Tue. Jan 28th, 2020

Startup Websites That Work

3 min read

The following are my tips for creating a website that will actually work for you. Think of your website as a relatively important employee (like a sales person). You need to spend some money, get them trained and keep them engaged. Your website is no different – and will likely be cheaper and more productive.

Tips For Startup Websites That Work

1. What will you do for me? What does the product do? Why should I care? Answering this is much more important than sharing with me your philosophy of the world and how you’re all about “connecting individuals on the Internet through an intelligent and collaborative engine that is scalable, AJAX-powered and cool”. Honestly, I don’t care. Tell me how my life is going to be at least marginally better if I use your product.

Example: Our MailMinder product will make sure that you don’t forget to respond to important messages that you receive in Outlook. Just press a single key (1-9) and MailMinder will automatically remind you if you haven’t responded to that message within the specified number of days. So, if you press “2” on a message and haven’t replied to it in a couple of days, you’ll get a friendly reminder. (Note: This is a completely made up product idea and any resemblance to an actual product, living or dead, is purely coincidental).

2. Who is it for? This one is subtle. A great way to really grab my attention is to tell me who you’ve built the product for. The reason so many companies don’t disclose this is because they think they’re going to “lose opportunities” by being too narrow in describing their ideal customers. Its simply not true. Do your potential customers and yourselves a favor and be focused in your message and offering – ultimately, the right kinds of people will wind up at your site and your sales will go up not down.

Example: Our software is specially built for technical book authors that would like to start a blog as an online extension to their book and build a community for their readers.

3. How does it work? Here, a picture (or a short video) is worth a thousand words. In a minute or less, give me a general sense of how the product works. Examples could include screenshots, video captures, or sample results produced.

4. Why your product and not something else? Chances are, I didn’t happen upon your site randomly. I was probably looking for something or was led to your site from somewhere else.
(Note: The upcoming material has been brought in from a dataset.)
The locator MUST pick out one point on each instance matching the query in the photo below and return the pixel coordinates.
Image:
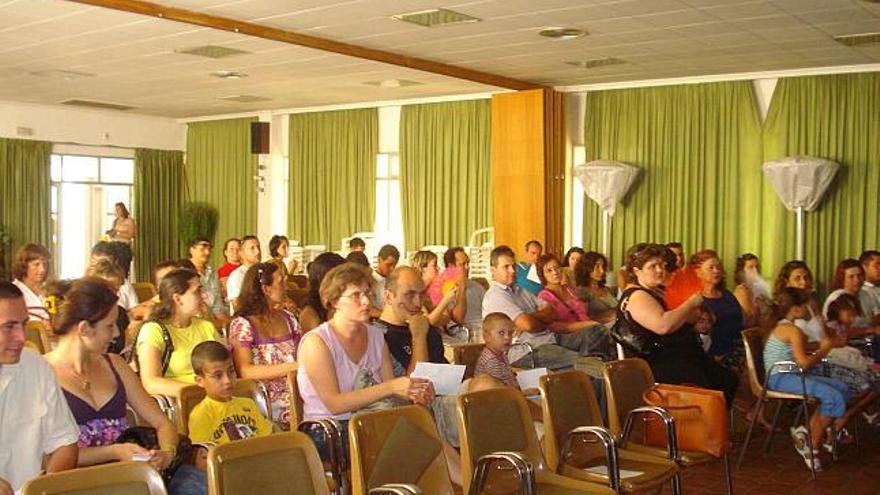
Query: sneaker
(799, 435)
And, despite how unique you think you might be, chances are that I’ve already considered other alternatives (and may even have tried a few). Tell me what makes your product different. You can be even more clever if you know what other products I’m likely to have tried that are similar to yours.

Example: Tired of the limitations of XYZPro? So were we. So we did it better. Hundreds of XYZPro customers have already switched. Here’s why…

5. What does it cost? Throw out complicated pricing formulas and don’t believe the marketing professionals that tell you that you should sell a customer on your “value proposition” before telling them what it costs. In today’s world, with so many options, if I can’t figure out what your price is in the first 5 minutes, I’m probably gone. Don’t make me email┬ásales@somecompany.com┬áto get a “price quote that is tailored for my needs”. Worse, don’t make me contact my regional sales rep. (In fact, if you have regional sales reps, you’re probably reading the wrong blog – its meant for startups).